Another way to get to the maximum of 3 points being ¾ is to think of finding 1 minus the minimum, so 1 - S1 and since S1 is ¼ you get ¾

This is one of the best descriptions of series approximations that I've seen on YT. It's great that you've given each term a qualitatively different explanation, which definitely has parallels with perturbation theory for me (while being simple enough for a general audience!). I particularly liked the graphs at the start, they really show what you gain at each step

When you say “k-th largest” I think you mean to say “k-th smallest” 18:17

At 38:15 why is it that it's multiplied by (1-2/n)? Shouldn't it be (1-1/n) ? Because the first two dices have the same values so there is only one unique value that the next dice should be different from?

1:30 yo the 1/12n reminds me of the adjustment in stirlings formula

really cool video man! funny as it is, the bit that was most confusing to me was the part you subtracted and added the 1/2. took me a few good seconds to realize what has happened there.

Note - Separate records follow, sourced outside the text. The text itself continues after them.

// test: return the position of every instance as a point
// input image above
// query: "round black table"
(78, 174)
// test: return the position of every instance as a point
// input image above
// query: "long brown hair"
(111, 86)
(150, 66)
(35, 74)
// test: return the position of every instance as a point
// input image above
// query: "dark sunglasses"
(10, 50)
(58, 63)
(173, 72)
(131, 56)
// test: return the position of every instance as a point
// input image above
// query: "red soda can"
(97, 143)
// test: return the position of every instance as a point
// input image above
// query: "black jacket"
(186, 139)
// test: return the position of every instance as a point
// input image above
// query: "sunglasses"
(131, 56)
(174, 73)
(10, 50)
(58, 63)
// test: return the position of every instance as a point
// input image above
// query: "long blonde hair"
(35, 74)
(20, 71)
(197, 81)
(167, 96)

For this problem i'd probably have done with descriptive shorthands, like s for sides, and n for number, or d for dice

so cool >:3 nice animations btw

In the calculation of P(All Different) around 37:40 shouldn't the error term be of order O(m^3/n^2), which is not negligible when m^3 is comparable to n^2?

Yahtzee!

As a mathy person who struggles with probability beyond just crunching examples, I'm loving this! I'm at 28:07, and almost shivering with antici...pation to discover where that 12th is gonna emerge from.

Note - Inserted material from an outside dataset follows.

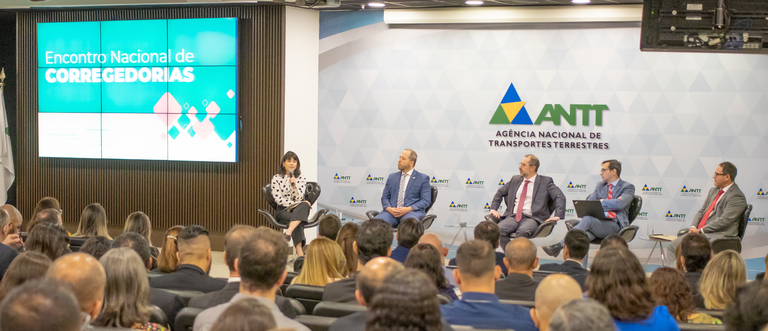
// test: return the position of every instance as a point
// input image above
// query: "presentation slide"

With the subtraction of a uniform distribution, you introduced 0 as an outcome. The only way that would be true is if it never could happen, but it has an infinitely small probability rather than a 0 probability. You claimed an equal distribution that is not the same. It still requires an approximation. The delta at 1 can also tie the maximum as 6 - 1 = 5 - 0. This would be exceptionally rare, but not impossible. This also means that delta is ambiguous when you claim it to be a constant as two terms will have deltas and the delta for one is 1 and the delta for the other is 0. From a statistics standpoint, this is still a 0 for the probability, but it is not a 0 exactly. Yes, it is so small that it probably would be covered by the O(1/n^3), but one could argue with the equal sign.

Excellent explanation, thank you!

Why are you pointing? We can see what's on the screen. You don't need to tell us what to look at.

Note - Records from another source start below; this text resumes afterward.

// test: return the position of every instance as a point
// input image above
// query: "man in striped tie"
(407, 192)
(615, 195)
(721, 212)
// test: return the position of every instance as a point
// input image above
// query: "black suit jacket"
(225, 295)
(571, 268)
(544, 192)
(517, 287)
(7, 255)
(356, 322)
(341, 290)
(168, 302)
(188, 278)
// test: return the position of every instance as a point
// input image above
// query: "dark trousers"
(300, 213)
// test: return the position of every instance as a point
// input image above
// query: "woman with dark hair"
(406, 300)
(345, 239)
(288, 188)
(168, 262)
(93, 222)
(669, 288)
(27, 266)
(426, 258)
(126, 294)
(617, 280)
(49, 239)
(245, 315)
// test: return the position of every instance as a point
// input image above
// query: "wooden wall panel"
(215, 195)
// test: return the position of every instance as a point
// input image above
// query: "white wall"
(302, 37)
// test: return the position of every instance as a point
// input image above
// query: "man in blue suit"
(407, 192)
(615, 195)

Could you do more on the general strategy of Ninja Proofs? I really like what you showed here.

so, we can add more terms, and they will have n^2, n^3, etc..., upto n^m terms.

18:56 correction: it's the "kth smallest", not the "kth largest", but we can just use the min-max trick from earlier. The kth largest would be (m-k)/(m+1).

10:53 Why not 1+(5*rand)? It should be impossible to ever get zero with any n-sided die.

Does the 0 to 1 range of the uniform random variables include both 0 and 1? When you "round up", you use the ceiling notation. If your uniform random number happens to be 0 and you multiply that by the number of sides on a die, then you'd get 0, which is not a valid roll. Likewise, if you got a 1 but the delta that you subtract is also 1, you'd also get a 0. Rounding 0 up to 1 to make it a valid roll adds a minuscule bias, making a roll of 1 ever so slightly more likely than any other value. Since the goal is to improve an approximation that's already ignoring very small terms, perhaps this doesn't matter. But I'm not a mathematician, so maybe I'm wrong about how that endpoints of the uniform random variables affect the reasoning.

Didn't you mean: _X_ ≈ _floor(nU +1)_ _nU_ is going to be a value [ 0, _n_ ), or is this why you say approximately equal? Edit: hmm, I should have just watched further.

Really thoughtful explanation of fundamental ideas. The reason to use of equations involving random variables is totally clear. It is clear that random variables are just functions, not themselves random, but some probability over omega is *pushed through* the random variable function, leading to the possibility of calculating expected values, probability mass/density vs values, and, one is led to presume, calculation of statistics in general. What a treat!

Great video! As always! On a side note, here's a link to a video that also proves the general formula for Matt Parker's max-of-dice conjecture. This video shows the exact probability distribution for any n and m, which an exact mean value can be calculated. kzbin.info/www/bejne/aJTLhaeZord0qbcsi=ZiyYxadGX2axbuJZ

Great presentation, that was surprisingly easy to follow.